I always want to know what motivates an author to write a book. Advanced Australia is not original research, though it is data-driven. There is much here that those interested in ageing policy will know already. Mark Butler has been the Labor member for Port Adelaide since 2007, and was minister for mental health and ageing in the Gillard government, a post he specifically requested. I am guessing that in writing Advanced Australia he wanted to reflect on and consolidate all that he had learned as the minister for ageing, to pass it on to other holders of that office, influence policy and lawmakers, and leave his own legacy in the field.
Mark Butler (photograph by Alexina Duel, via Wikimedia Commons)Butler's influence on policy will be severely restricted by the fact that he is still a politician, and even more so, a Labor one. No one in the current federal government is going to pay attention to a book that takes many opportunities to slag off the Howard and Abbott governments, and heaps praise on the Hawke, Rudd, and Gillard governments. Advance Australia is too party-political to influence conservative politicians.

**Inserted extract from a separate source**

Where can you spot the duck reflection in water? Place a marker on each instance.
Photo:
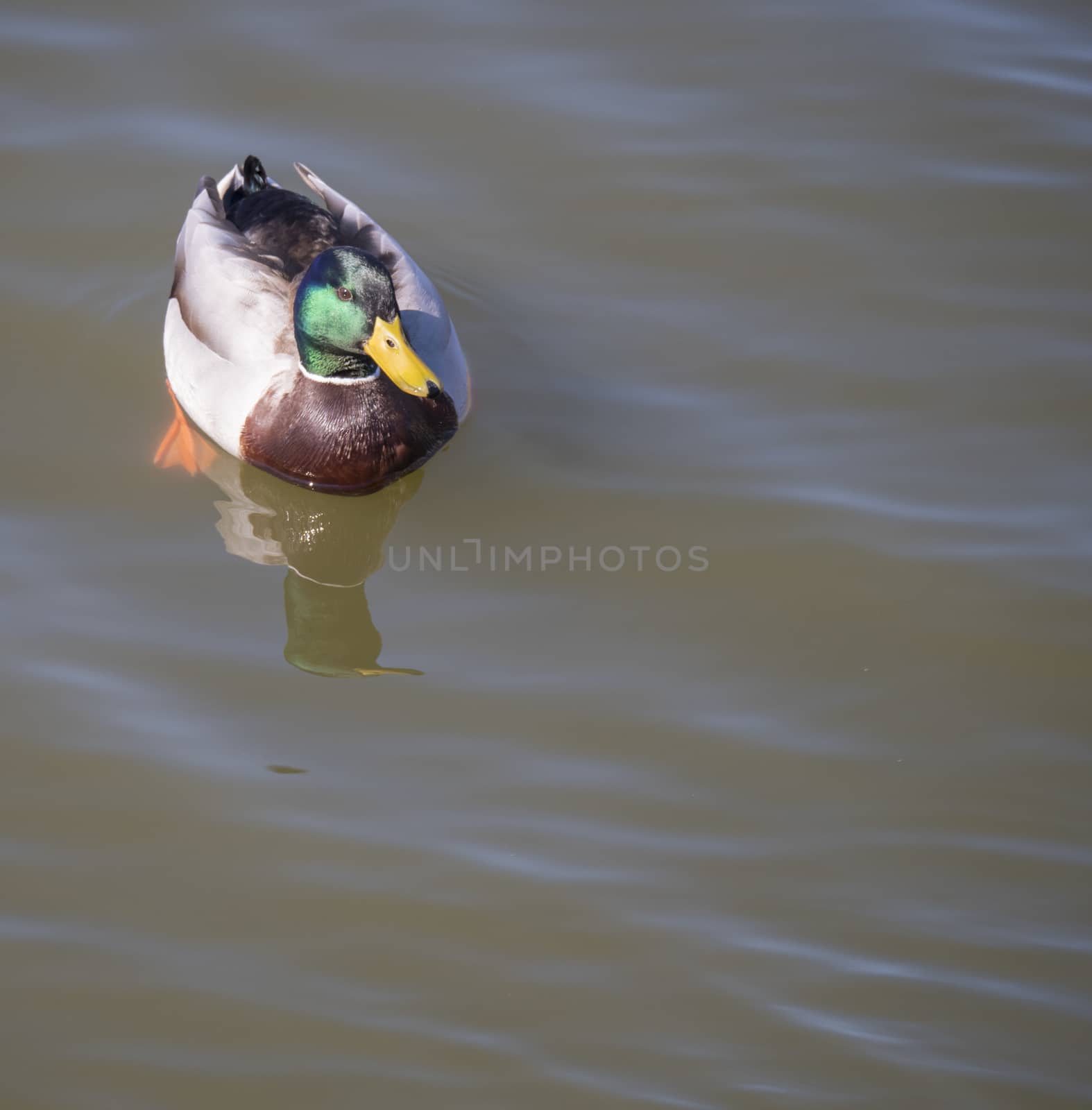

Butler believes that the 'new old' will vote in smaller numbers for the Coalition: 'A strong Labor agenda for the Baby Boomer's Third Age has the potential to turn what has been a long-standing electoral weakness for Labor into a substantial advantage.' Butler's job as a serving politician means he has to watch what he advocates for. He cannot afford to antagonise voters.
Commenting on a recommendation that, above a threshold of $750,000, the value of the family home be included in the asset test for the old age pension, Butler says, 'But there is still an overwhelming lack of support for means-testing the family home.' It is a fraught issue, especially when modest inner-city homes are valued at well over $1 million. For a politician, 'overwhelming lack of support', means 'forget about it'. An independent policy analyst would dig deeper.
I am grateful to Advanced Australia for dispelling the gloom and doom about the economic and political impact of an ageing population. Facts I learned made me curious for more. Did you know that male life expectancy in Russia is sixty, the lowest in Europe, and lower than most major nations outside Africa?
Staying within the framework of dividing social needs by age can restrict our thinking and create fake divisions in our society. A premature baby, a single parent, an unemployed teenager, a redundant miner – all require income and other supports to develop their capacities. It is not about a magic number – whether sixty-five or seventy or even 101. It's about structuring society so as to make the best use of the abilities of all of us.